24. Use of at least one compound or pharmaceutically acceptable salt thereof according to any of claims 1 to 18 for the treatment of male erectile dysfunction.

25. Use of at least one compound or pharmaceutically acceptable salt thereof according to any of claims 1 to 18 for the treatment of male or female sexual dysfunction.

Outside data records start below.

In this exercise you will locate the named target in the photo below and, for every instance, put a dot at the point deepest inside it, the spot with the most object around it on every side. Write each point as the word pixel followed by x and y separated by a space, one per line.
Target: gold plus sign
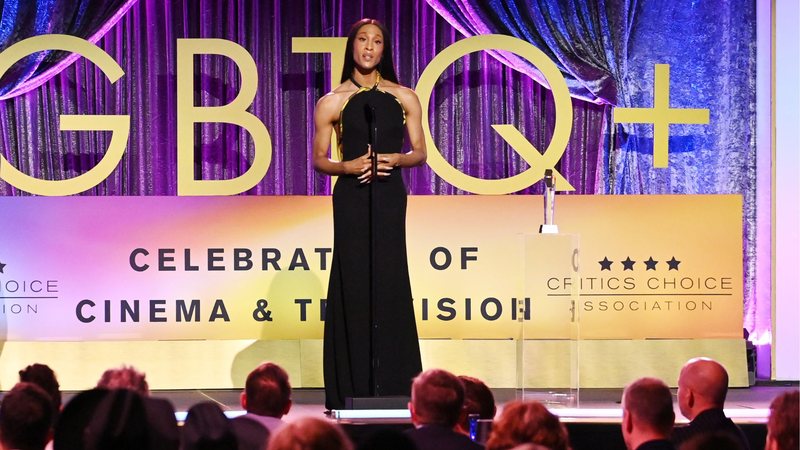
pixel 661 116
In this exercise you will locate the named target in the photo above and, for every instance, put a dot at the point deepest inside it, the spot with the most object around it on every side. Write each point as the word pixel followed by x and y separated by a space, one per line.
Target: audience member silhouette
pixel 310 433
pixel 44 377
pixel 124 377
pixel 207 428
pixel 26 417
pixel 437 401
pixel 527 423
pixel 702 388
pixel 647 415
pixel 783 426
pixel 478 400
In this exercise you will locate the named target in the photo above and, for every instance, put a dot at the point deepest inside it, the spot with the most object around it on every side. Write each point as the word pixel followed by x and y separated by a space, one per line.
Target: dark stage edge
pixel 591 423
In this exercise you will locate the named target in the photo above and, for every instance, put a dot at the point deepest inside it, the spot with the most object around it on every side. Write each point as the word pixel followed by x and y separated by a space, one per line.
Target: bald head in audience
pixel 702 385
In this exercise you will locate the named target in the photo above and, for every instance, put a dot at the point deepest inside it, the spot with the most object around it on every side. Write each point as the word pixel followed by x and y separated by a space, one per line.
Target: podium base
pixel 387 402
pixel 548 229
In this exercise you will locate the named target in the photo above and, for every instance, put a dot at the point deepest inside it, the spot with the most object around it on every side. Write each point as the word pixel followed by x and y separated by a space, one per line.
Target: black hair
pixel 385 66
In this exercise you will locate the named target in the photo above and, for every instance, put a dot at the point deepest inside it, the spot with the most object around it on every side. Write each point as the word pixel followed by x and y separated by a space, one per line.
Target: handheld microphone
pixel 371 116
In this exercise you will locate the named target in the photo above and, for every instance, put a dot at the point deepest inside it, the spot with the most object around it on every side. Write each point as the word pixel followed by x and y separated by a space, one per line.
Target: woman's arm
pixel 418 153
pixel 325 117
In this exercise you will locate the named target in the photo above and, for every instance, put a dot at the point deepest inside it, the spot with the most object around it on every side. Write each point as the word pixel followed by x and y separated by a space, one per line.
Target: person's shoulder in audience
pixel 26 417
pixel 783 426
pixel 310 433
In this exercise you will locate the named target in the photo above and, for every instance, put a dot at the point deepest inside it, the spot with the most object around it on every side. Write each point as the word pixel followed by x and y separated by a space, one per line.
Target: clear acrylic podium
pixel 549 335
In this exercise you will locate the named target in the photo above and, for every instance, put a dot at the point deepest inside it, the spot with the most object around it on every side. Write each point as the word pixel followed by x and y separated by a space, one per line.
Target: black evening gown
pixel 371 346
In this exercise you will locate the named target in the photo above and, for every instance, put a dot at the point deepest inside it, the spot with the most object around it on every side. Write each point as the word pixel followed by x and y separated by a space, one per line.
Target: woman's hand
pixel 387 162
pixel 360 167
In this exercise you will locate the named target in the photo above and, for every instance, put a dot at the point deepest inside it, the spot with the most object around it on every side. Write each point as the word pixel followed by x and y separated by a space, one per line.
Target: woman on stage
pixel 371 346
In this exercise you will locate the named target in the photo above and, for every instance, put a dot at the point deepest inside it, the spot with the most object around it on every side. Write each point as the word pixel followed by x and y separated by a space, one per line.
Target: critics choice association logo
pixel 22 296
pixel 643 283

26. Use of at least one compound or pharmaceutically acceptable salt thereof according to any of claims 1 to 18 for the treatment of heart failure.

27. Use of at least one compound or pharmaceutically acceptable salt thereof according to any of claims 1 to 18 for the treatment of atherosclerosis.

28. Use of at least one compound or pharmaceutically acceptable salt thereof according to any of claims 1 to 18 for the treatment of restenosis.

29. Use of at least one compound or pharmaceutically acceptable salt thereof according to any of claims 1 to 18 for the treatment of endotoxemia.

30. Use of at least one compound or pharmaceutically acceptable salt thereof according to any of claims 1 to 18 for the inhibition of cell growth.

31. Use of at least one compound or pharmaceutically acceptable salt thereof according to any of claims 1 to 18 for the treatment of cancer.

32. Use of at least one compound or pharmaceutically acceptable salt thereof according to any of claims 1 to 18 for the treatment of migraine.

33. Use of at least one compound or pharmaceutically acceptable salt thereof according to any of claims 1 to 18 for the treatment of asthma.

34. Use of at least one compound or pharmaceutically acceptable salt thereof according to any of claims 1 to 18 for the treatment of ischemia.

35. Use of at least one compound or pharmaceutically acceptable salt thereof according to any of claims 1 to 18 for the treatment of subarachnoid hemorrhage.

36. Use of at least one compound or pharmaceutically acceptable salt thereof according to any of claims 1 to 18 for the treatment of benign prostatic hypertrophy, comprising the step of administering to a subject in need thereof an amount effective therefor of at least one compound of claim 1.

37. Use of at least one compound or pharmaceutically acceptable salt thereof according to any of claims 1 to 18 for the treatment of a disorder selected from the group consisting of renal, glomerular and mesangial cell disorders.

38. Use of at least one compound or pharmaceutically acceptable salt thereof according to any of claims 1 to 18 for the treatment of acute or chronic renal failure.

39. Use of at least one compound or pharmaceutically acceptable salt thereof according to any of claims 1 to 18 for the treatment of diabetic nephropathy.

40. A pharmaceutical composition for the treatment of an endothelin-dependent or angiotensin II-dependent disorder, comprising a pharmaceutically acceptable vehicle or diluent and a pharmaceutically effective amount of at least one compound according to claims 1 to 18.